En este mundo, en general, cuando alguien busca hacer una alianza, un pacto con otro, es porque lo necesita: es, por ejemplo, porque está en una contienda y ve que lleva las de perder, es porque se siente débil para acometer una empresa para la que se necesita más fuerza que la suya o por otras razones similares.

Pero, en cambio, Dios no ha actuado así. Dios ha hecho alianza con los hombres, pero no es por debilidad suya ni por necesidad alguna, sino por amor a nosotros. Dios nos ofrece una alianza puramente para salvarnos a nosotros que estamos necesitados de salvación. La alianza de Dios con nosotros empieza con Noé (Catecismo de la Iglesia Católica –CIC– núm. 56), más tarde tiene un hito importante con Moisés –los diez mandamientos–, continúa con David y, finalmente, alcanza su plenitud con Jesucristo. Con Cristo se establece la nueva y definitiva Alianza; más nueva que ésta ya no habrá ninguna más. Esta Alianza Nueva es la que recordamos al celebrar la Eucaristía: «esta es la copa de la Alianza sellada con mi sangre…»; es decir, cada vez que participamos de la Eucaristía, nosotros ratificamos esa Alianza, ese pacto, ese acuerdo, ese trato de Dios con los hombres celebrado por Jesucristo. ¡Somos nada menos que aliados con Dios!, ¡sigue la sorpresa!

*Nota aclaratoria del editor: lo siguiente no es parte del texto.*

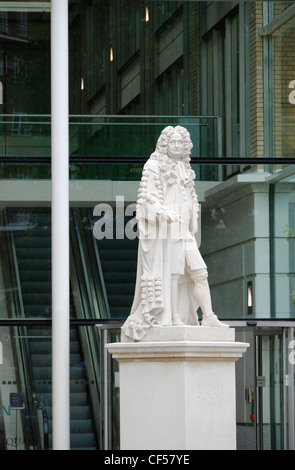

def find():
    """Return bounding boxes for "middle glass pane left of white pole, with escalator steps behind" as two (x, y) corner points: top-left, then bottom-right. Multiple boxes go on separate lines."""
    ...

(0, 208), (51, 318)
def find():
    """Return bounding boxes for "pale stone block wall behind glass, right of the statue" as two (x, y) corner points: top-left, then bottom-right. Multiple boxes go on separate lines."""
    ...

(201, 180), (270, 319)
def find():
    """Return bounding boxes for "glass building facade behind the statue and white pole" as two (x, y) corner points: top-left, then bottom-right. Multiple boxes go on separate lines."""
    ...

(0, 0), (295, 450)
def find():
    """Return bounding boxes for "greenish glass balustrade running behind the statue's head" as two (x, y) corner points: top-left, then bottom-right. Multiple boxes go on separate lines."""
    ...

(0, 114), (222, 162)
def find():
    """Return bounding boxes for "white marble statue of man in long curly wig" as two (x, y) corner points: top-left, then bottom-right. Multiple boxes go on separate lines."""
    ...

(122, 126), (228, 341)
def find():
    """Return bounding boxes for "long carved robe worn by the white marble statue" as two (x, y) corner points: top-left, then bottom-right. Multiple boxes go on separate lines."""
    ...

(122, 157), (206, 341)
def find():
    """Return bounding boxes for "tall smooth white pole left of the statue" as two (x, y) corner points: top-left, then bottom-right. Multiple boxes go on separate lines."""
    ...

(51, 0), (70, 450)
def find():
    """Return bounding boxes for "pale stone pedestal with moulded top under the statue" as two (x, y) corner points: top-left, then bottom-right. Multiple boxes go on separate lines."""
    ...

(106, 326), (249, 450)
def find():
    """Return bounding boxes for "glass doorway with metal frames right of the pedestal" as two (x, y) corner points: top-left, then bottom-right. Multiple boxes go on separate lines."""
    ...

(234, 320), (295, 450)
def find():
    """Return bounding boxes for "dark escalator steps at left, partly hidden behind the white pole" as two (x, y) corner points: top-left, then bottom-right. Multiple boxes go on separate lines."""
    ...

(8, 209), (98, 450)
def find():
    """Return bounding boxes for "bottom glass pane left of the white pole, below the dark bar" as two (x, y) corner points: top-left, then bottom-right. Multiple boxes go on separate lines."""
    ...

(0, 326), (51, 450)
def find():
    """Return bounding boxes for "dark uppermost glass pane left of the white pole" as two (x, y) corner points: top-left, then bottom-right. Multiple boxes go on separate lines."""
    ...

(0, 2), (50, 116)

Ahora bien, en todo pacto ambas partes se obligan. ¿Cuál es el contenido de ese trato entre Dios y nosotros? El contenido es el amor, «Amaos unos a otros como yo os he amado». A lo que nos obligamos en la Alianza de la Eucaristía es a hacerlo todo en esta vida con amor y por amor. Dios cumplió su parte en el trato: aquella misma noche y al día siguiente, Cristo dio su vida por amor a nosotros, a todos los hombres, perdonando a sus enemigos. Ahora nos toca a nosotros cumplir lo pactado y para que podamos hacerlo, nos envió su propio Espíritu Santo, su Espíritu de amor, de otro modo no podríamos.

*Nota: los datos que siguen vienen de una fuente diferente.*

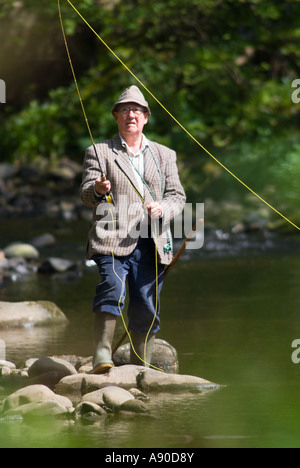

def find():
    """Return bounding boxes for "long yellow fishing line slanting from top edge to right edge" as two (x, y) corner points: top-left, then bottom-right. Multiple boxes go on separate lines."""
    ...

(67, 0), (300, 231)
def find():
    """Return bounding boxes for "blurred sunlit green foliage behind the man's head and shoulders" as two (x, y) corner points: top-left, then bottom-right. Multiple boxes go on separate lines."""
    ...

(0, 0), (300, 221)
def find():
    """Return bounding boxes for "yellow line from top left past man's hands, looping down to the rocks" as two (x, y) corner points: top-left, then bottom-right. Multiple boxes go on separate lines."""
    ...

(57, 0), (164, 372)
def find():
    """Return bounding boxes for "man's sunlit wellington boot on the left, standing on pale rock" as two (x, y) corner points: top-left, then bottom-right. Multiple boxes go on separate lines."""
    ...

(91, 313), (117, 374)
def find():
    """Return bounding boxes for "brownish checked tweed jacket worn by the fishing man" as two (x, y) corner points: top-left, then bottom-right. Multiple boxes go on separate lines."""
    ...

(80, 135), (186, 265)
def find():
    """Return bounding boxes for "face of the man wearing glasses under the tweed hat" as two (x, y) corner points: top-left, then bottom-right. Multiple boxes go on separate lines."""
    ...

(114, 103), (148, 137)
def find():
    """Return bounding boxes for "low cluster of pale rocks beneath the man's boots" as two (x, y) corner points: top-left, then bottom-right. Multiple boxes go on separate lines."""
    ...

(0, 356), (220, 423)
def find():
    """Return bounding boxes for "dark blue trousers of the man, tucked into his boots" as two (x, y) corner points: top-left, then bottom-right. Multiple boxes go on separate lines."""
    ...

(93, 238), (164, 334)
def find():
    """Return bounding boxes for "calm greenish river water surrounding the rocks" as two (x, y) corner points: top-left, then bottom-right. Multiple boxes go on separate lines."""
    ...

(0, 222), (300, 448)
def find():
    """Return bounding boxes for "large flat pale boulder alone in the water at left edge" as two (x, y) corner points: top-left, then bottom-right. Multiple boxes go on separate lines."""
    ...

(0, 301), (68, 329)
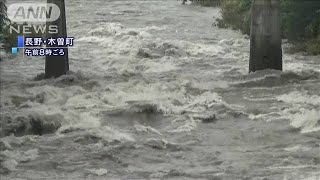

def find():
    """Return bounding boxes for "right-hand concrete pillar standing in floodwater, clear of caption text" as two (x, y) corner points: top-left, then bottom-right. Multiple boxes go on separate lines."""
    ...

(249, 0), (282, 72)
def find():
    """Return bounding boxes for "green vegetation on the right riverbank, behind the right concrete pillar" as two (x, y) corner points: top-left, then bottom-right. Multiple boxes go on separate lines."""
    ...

(195, 0), (320, 55)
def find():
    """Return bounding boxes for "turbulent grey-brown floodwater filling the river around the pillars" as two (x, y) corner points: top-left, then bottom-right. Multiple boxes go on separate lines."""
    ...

(0, 0), (320, 180)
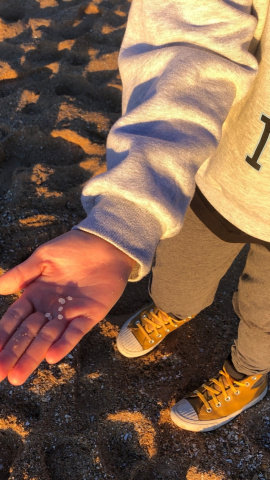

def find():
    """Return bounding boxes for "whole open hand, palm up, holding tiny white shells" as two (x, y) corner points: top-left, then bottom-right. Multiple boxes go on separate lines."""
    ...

(0, 230), (134, 385)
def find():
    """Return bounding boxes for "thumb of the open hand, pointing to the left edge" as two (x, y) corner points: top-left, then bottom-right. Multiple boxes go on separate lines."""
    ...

(0, 253), (42, 295)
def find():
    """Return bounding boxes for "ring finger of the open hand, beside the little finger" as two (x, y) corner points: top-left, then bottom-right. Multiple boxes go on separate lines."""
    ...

(8, 319), (68, 385)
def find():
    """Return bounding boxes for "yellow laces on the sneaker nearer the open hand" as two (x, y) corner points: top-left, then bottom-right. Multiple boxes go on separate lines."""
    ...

(136, 308), (181, 343)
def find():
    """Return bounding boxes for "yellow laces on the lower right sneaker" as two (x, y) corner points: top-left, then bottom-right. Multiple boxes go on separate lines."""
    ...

(194, 369), (249, 413)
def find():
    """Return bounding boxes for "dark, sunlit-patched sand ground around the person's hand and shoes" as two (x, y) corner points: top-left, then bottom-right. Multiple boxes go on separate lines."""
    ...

(0, 0), (270, 480)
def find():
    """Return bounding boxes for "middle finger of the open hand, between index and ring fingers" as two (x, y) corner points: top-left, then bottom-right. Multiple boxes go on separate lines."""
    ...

(0, 313), (46, 381)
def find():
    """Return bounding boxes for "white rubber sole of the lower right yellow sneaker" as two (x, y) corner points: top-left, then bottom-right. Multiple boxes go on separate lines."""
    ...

(171, 387), (267, 432)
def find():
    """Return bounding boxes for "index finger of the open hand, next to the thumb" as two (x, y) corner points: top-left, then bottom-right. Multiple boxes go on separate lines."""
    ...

(0, 296), (33, 351)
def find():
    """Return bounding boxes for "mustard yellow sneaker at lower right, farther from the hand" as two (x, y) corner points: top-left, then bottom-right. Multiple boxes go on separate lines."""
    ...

(171, 367), (267, 432)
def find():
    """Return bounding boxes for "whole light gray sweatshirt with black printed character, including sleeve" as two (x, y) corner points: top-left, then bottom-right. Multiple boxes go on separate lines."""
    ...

(76, 0), (270, 280)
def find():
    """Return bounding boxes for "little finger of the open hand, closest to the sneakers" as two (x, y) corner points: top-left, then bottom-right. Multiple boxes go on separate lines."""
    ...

(46, 317), (96, 363)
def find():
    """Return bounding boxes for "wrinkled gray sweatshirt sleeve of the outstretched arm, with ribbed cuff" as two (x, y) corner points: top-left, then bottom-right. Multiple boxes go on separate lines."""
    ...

(75, 0), (258, 280)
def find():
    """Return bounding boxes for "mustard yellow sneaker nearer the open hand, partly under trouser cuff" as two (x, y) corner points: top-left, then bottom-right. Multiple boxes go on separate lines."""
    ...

(116, 303), (194, 358)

El Decálogo, dentro de la Alianza

Bien, a lo que íbamos. «Los mandamientos –nos dice de nuevo el CIC, núm. 2061– reciben su plena significación en el interior de la Alianza». Es decir, Dios nos concede el don de revelar los mandamientos, supuesto que hemos aceptado el trato que Él nos ha ofrecido. Los mandamientos no son unas imposiciones despóticas o unas leyes sin más, dadas sin amor, no; los mandamientos están manifestados a unas personas, las cuales ya son «aliados» de Dios, más aún, estamos llamados a ser hijos y amigos de Dios. Los mandamientos los enseña Dios a unas personas que ya están dispuestas a cumplirlos, forman parte del trato hecho.

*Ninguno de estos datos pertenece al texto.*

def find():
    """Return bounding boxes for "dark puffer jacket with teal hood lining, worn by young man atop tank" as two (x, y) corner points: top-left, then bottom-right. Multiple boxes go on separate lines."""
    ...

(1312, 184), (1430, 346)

Dice el núm. 2062 del CIC: «Los mandamientos propiamente dichos vienen en segundo lugar –detrás de la Alianza. Expresan las implicaciones de la pertenencia a Dios instituida por la Alianza. La existencia moral es respuesta a la iniciativa amorosa del Señor. Es reconocimiento, homenaje a Dios y culto de acción de gracias. Es cooperación con el designio de Dios…». Los mandamientos de Dios, pues, no nos humillan sino que nos enaltecen. Cumplámoslos con esmero, seamos fieles al trato hecho.